Analyzing multi turn traces

Per-turn scorers catch individual response issues. Trace-level scorers catch conversation-wide failures like lost context or unresolved issues. Run both together.

All the assets for this module are available at braintrustdata/eval-101-course/module-11.

Why per-turn scoring is not enough

The brand alignment scorer from earlier modules evaluates one single turn. Multi-turn conversations often have failures that single-turn scoring cannot see.

Consider this example: a customer provides their order number on turn 1, and the AI bot asks for it again on turn 4. Each individual response could score 100% on brand alignment, but the conversation as a whole fails. The bot lost context, and the customer has to repeat themselves.

This is why you need trace-level scoring to evaluate a full conversation as one unit.

Per-turn vs. trace-level scorers

Per-turn scorers evaluate each individual response. They answer the question: "Was this specific reply good?"

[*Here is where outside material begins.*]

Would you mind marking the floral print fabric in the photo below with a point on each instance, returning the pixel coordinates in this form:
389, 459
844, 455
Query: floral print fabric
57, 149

Trace-level scorers evaluate the entire conversation. They answer: "Did this conversation accomplish its goal?"

You typically need both:

  • Per-turn scoring catches issues with tone, helpfulness, and factual accuracy on individual responses.
  • Trace-level scoring catches issues with context retention, resolution rate, and overall conversation quality.

Building a conversation quality scorer

You can build a trace-level scorer that evaluates the full conversation. This scorer looks at the entire message history and assesses whether the agent understood the issue, maintained context, and resolved the problem.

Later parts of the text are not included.